This is one of a series of Child Watch® Columns on America's Cradle to Prison Pipeline® Crisis.
If you were asked where the United States ranks among industrialized countries on low birthweight, infant mortality or child poverty, a guess much higher than the bottom on any of these social indicators would be wrong. But if you were asked where America stands on imprisoning its citizens, you would be correct to answer that we surpass everyone else. Our nation incarcerates more people — over 2.3 million in 2006 — than any other country. Because justice is not equally administered in the United States, Black males are disproportionately represented among America's imprisoned population, currently numbering 837,000 in state and federal prisons. Our ranking as the world's number one jailer represents a monumental national failure.

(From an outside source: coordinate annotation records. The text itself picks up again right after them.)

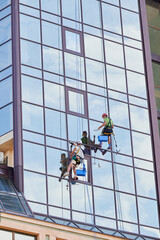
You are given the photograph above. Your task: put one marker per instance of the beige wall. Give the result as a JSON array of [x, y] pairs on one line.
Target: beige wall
[[41, 229]]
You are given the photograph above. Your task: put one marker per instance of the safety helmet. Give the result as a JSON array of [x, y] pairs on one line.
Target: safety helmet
[[104, 114]]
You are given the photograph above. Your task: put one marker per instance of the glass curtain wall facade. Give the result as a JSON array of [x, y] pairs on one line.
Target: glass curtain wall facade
[[153, 15], [6, 109], [79, 59]]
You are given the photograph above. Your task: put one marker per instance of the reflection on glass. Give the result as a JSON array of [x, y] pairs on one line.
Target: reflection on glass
[[48, 31], [97, 90], [121, 174], [5, 55], [58, 194], [126, 209], [71, 9], [131, 24], [5, 235], [53, 161], [30, 28], [31, 53], [59, 212], [90, 43], [5, 73], [54, 142], [52, 60], [35, 187], [142, 146], [138, 101], [95, 73], [74, 66], [36, 207], [6, 119], [117, 95], [33, 157], [91, 12], [136, 84], [134, 59], [139, 119], [54, 122], [33, 3], [148, 214], [102, 174], [52, 6], [119, 113], [32, 118], [30, 11], [76, 102], [97, 106], [73, 41], [81, 217], [150, 232], [145, 183], [54, 96], [111, 12], [128, 227], [103, 222], [5, 29], [125, 145], [33, 137], [76, 125], [130, 4], [104, 208], [114, 53], [116, 78], [19, 236], [139, 163], [32, 90], [82, 198], [31, 71], [5, 91]]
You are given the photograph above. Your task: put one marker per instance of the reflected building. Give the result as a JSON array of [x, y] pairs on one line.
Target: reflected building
[[63, 63]]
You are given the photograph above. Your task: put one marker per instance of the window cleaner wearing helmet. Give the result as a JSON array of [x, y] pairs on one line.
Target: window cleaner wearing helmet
[[108, 128], [77, 157]]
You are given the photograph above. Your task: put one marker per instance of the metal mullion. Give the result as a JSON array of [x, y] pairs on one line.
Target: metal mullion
[[129, 115], [6, 7], [148, 72], [63, 59], [90, 157], [44, 121], [113, 173]]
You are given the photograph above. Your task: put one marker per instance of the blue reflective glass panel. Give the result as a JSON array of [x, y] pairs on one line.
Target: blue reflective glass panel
[[30, 28], [71, 9], [32, 118], [52, 60], [52, 6], [35, 187], [5, 55], [31, 53], [5, 91], [111, 12], [5, 29], [33, 157], [91, 12], [32, 90], [51, 34], [55, 121], [6, 119]]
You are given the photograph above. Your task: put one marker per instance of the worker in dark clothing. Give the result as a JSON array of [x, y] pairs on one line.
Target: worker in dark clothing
[[86, 141], [64, 162], [108, 128]]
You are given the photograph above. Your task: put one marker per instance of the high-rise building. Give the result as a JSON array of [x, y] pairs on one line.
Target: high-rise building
[[63, 64]]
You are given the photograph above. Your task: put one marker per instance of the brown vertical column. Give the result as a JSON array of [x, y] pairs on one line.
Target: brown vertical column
[[17, 109], [151, 95]]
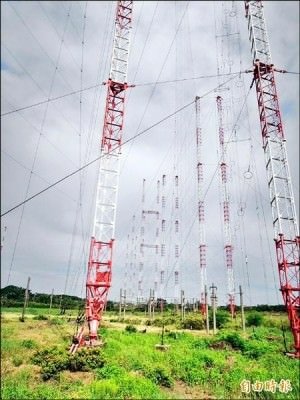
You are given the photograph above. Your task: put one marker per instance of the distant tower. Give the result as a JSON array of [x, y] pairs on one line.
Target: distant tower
[[226, 211], [176, 239], [163, 228], [201, 211], [284, 216], [149, 240], [98, 279]]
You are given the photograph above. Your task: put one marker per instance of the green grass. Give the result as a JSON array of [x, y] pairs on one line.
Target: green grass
[[204, 365]]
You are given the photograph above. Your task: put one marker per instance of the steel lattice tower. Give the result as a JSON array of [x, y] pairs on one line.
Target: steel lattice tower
[[279, 180], [144, 245], [201, 211], [163, 257], [226, 211], [176, 239], [99, 271]]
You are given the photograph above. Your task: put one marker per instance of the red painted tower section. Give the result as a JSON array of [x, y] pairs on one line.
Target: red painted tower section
[[101, 248], [282, 202]]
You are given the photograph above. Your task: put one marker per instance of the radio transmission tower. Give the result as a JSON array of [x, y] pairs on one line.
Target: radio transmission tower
[[201, 213], [226, 211], [101, 248], [284, 217]]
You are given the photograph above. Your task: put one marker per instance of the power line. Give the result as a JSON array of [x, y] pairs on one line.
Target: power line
[[134, 85], [119, 146], [96, 159]]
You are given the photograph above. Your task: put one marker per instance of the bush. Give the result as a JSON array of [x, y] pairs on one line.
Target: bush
[[110, 371], [86, 359], [54, 360], [222, 317], [254, 319], [29, 344], [234, 339], [130, 329], [160, 376], [40, 317], [192, 322], [17, 360]]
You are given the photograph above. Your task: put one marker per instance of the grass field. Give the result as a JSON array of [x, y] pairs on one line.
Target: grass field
[[196, 365]]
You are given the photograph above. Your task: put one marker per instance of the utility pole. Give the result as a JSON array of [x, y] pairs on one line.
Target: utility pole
[[206, 309], [182, 301], [122, 303], [51, 299], [26, 296], [213, 305], [242, 309], [284, 216], [3, 237]]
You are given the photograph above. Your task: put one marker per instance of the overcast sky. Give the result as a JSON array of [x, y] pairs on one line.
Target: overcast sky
[[42, 56]]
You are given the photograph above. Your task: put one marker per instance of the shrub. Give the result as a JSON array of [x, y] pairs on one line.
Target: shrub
[[222, 317], [40, 317], [54, 360], [56, 321], [254, 319], [29, 344], [234, 339], [192, 322], [130, 329], [160, 376], [173, 335], [17, 360], [86, 359], [110, 371]]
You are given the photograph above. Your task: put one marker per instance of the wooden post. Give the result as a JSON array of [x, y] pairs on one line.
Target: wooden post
[[242, 310], [25, 299]]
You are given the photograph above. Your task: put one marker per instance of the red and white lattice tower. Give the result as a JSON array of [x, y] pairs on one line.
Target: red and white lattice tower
[[99, 272], [141, 248], [157, 244], [131, 273], [163, 255], [149, 240], [201, 212], [284, 217], [226, 210], [176, 240]]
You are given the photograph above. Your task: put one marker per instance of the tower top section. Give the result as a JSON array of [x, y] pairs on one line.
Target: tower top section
[[119, 62]]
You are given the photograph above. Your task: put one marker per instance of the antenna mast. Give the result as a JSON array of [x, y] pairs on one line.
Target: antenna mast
[[98, 279], [201, 213], [284, 217], [226, 211]]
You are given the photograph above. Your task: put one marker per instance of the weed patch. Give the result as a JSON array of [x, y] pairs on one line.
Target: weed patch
[[55, 360]]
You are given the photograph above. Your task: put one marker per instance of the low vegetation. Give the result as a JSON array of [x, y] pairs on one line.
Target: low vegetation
[[36, 363]]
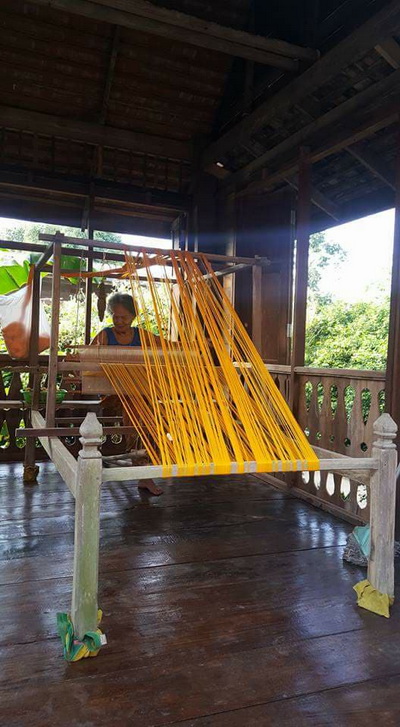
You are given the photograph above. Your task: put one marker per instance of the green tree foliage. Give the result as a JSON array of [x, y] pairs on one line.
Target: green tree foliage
[[350, 336], [341, 334]]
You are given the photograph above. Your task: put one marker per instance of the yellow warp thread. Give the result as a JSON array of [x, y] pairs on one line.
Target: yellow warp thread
[[206, 400]]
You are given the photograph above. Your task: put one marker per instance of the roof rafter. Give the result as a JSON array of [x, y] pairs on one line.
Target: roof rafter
[[354, 46], [149, 18], [90, 133]]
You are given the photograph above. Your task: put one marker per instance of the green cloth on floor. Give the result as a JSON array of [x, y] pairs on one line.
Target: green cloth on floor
[[372, 600], [73, 649]]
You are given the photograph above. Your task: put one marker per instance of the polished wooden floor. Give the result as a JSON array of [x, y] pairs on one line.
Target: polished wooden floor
[[226, 604]]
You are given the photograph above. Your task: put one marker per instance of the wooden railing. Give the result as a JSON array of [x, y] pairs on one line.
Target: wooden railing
[[336, 408], [14, 414]]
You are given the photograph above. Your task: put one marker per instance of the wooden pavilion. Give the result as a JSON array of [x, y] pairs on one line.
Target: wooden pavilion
[[234, 128]]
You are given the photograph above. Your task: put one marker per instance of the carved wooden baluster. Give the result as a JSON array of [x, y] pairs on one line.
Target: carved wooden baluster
[[383, 506]]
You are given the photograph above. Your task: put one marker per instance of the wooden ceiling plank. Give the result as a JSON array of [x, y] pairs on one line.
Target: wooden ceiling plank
[[348, 51], [110, 73], [87, 132], [187, 29], [147, 9], [390, 51]]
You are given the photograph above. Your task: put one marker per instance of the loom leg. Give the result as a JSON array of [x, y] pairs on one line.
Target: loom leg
[[31, 469], [84, 611], [383, 507], [150, 486]]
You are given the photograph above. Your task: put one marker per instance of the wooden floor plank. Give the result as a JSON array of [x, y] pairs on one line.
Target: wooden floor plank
[[225, 604]]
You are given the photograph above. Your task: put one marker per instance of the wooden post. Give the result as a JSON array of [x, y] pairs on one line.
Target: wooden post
[[256, 323], [383, 504], [31, 470], [89, 292], [87, 528], [392, 384], [55, 321], [228, 225], [301, 274]]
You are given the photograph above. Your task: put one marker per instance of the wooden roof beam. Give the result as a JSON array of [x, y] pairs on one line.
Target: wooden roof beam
[[38, 123], [354, 46], [146, 17], [338, 141], [318, 199], [371, 162], [305, 135]]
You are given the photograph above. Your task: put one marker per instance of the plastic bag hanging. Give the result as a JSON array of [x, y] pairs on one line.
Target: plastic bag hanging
[[16, 322]]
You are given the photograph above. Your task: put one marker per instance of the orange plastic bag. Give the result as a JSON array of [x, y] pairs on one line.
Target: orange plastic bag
[[16, 323]]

More and more of those who enter the Prison Pipeline start with arrest records as young children. Earlier this year, a police officer arrested 7-year-old Gerard Mungo, Jr., in East Baltimore, Md., claiming that the child was riding a dirt bike on the sidewalk. Gerard was handcuffed and taken to a police station where officers took his fingerprints and mug shot.
Incarceration is extremely costly. In California, state detention centers for young people cost $216,000 a year per child; county facilities cost about $117,000. States spend on average nearly three times as much per prisoner as they do per public school pupil. In some states, the growth in prison costs also exceeds the growth in higher education spending. When it costs more to detain a child than to provide him a Head Start, we need to seriously reassess our nation's values and priorities. While there seems to be no cap on prison spending; Head Start funding serves only half of those eligible.
We need to refocus what we do with the children we detain. Too much cruelty permeates our youth detention culture where the focus is often on control and punishment instead of rehabilitation.
A 2003 U.S. Department of Justice investigation into conditions at Oakley and Columbia Juvenile Training Schools in Mississippi found that juveniles there were being hog-tied with chains, physically assaulted by guards, sprayed with chemicals during military exercises, forced to eat their own vomit and put in dark, solitary confinement cells after being stripped naked. Mississippi's juvenile justice system is now under a federal judicial decree because of these and other violations found by the Department of Justice.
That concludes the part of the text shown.